Opiniestuk: Nieuw Europees beleid is een gevaar voor onze agrarische weerbaarheid
3 déc. 2024
In het kader van onze campagne Leven zonder smaak schreven we een opiniestuk voor De Standaard. Want eeuwenlang veredelden lokale boeren hun eigen zaad. Nieuwe Europese regelgeving dreigt die praktijk te bemoeilijken en brengt zo de weerbaarheid van onze gewassen in gevaar. Het is tijd om de politici wakker te schudden.
Als je vandaag in de supermarkt kijkt, lijkt het alsof we veel soorten groenten ter beschikking hebben. Het hele jaar door kan je witloof, courgettes en tomaten kopen. Maar schijn bedriegt, want de soortenrijkdom op het veld nam de afgelopen decennia pijlsnel af. Dat is niet onschuldig, maar een gevaar voor ons voedselsysteem. Daarom mogen we niet aanvaarden dat de Europese wetgeving de soortenrijkdom verder doet afkalven.
Van wie is het zaad? Eeuwenlang was zaad een gemeenschappelijk goed dat de boer.inn.en zelf beheerden. Elke regio had zijn eigen groentevariëteiten, aangepast aan de lokale omstandigheden. Door de rijke variatie was het systeem goed bestand tegen ziektes en andere schokken. Als de ene variëteit te gevoelig bleek voor een ziekte, konden boer.inn.en een andere gebruiken.
In de loop van de twintigste eeuw veranderde dat. Bedrijven ontwikkelden zaden en via patenten werden ze er eigenaar van. Zo ontstond een nieuwe bedrijfstak die vandaag gedomineerd wordt door amper vier biochemiebedrijven (Bayer, Corteva, Syngenta en BASF). Samen beheren ze meer dan de helft van de wereldwijde zadenindustrie.

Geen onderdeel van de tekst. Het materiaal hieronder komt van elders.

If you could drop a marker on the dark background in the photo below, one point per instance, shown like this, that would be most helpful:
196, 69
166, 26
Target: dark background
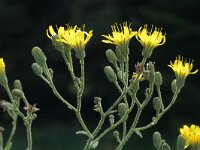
23, 25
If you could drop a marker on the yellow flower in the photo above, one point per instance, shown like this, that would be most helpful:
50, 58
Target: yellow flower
182, 69
2, 65
191, 135
73, 36
121, 35
150, 39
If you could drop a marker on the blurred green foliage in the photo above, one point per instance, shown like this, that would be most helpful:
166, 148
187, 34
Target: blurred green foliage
23, 25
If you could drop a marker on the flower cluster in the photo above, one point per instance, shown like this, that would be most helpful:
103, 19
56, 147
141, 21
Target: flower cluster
73, 36
182, 69
191, 135
121, 35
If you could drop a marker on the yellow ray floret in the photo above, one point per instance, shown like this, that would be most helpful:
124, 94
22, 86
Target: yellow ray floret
182, 68
121, 35
2, 65
150, 39
190, 134
73, 36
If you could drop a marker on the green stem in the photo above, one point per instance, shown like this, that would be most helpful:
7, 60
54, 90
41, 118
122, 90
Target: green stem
135, 122
29, 134
60, 97
79, 98
12, 133
162, 113
13, 101
124, 129
1, 141
160, 96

Meer macht voor deze bedrijven is gevaarlijk voor het voedselsysteem. In naam van de efficiëntie ijveren ze voor monoculturen die op korte termijn veel winst genereren. Maar de afhankelijkheid van een beperkt aantal gewassen maakt het voedselsysteem extra kwetsbaar. Als boer.inn.en een ziekte vaststellen bij een gewas, kunnen ze minder snel omschakelen naar een andere variant. Ze zijn bovendien afhankelijk gemaakt van de grote bedrijven. We hebben dus zadenwetten nodig die de eeuwenlang opgebouwde diversiteit beschermen en de uitwisseling van zaden tussen boer.inn.en bevorderen.
De afhankelijkheid van een beperkt aantal gewassen maakt het voedselsysteem extra kwetsbaar. Als boer.inn.en een ziekte vaststellen bij een gewas, kunnen ze minder snel omschakelen naar een andere variant
Niet voor niets proberen boer.inn.en wereldwijd hun autonomie te versterken door zelf planten te blijven vermeerderen. Jammer genoeg zal de nieuwe Europese wetgeving het nagenoeg onmogelijk maken om deze autonome zadensystemen te behouden, laat staan ze verder te ontwikkelen.

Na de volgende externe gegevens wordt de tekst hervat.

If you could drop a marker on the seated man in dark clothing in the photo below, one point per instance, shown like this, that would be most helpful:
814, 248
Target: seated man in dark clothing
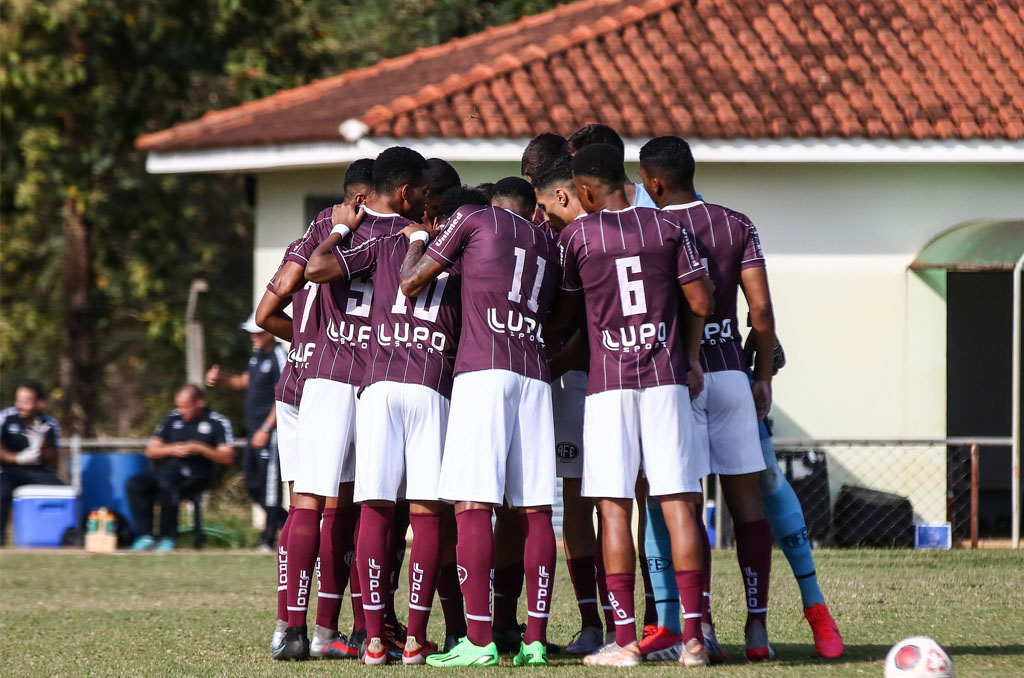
188, 440
29, 441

Waarom? De nieuwe wetten rond zaadvermeerdering gaan mee met de marktlogica van de grote bedrijven. De zware administratieve last om zaden op de markt te brengen, is peanuts voor hen maar het maakt de noodzakelijke kleinschalige zaaduitwisseling tussen boer.inn.en onmogelijk en soms zelfs illegaal. boer.inn.en moeten hun traditionele en lokale zaden in eigen beheer kunnen houden. Dat is trouwens een recht dat door de Verenigde Naties erkend en beschermd is.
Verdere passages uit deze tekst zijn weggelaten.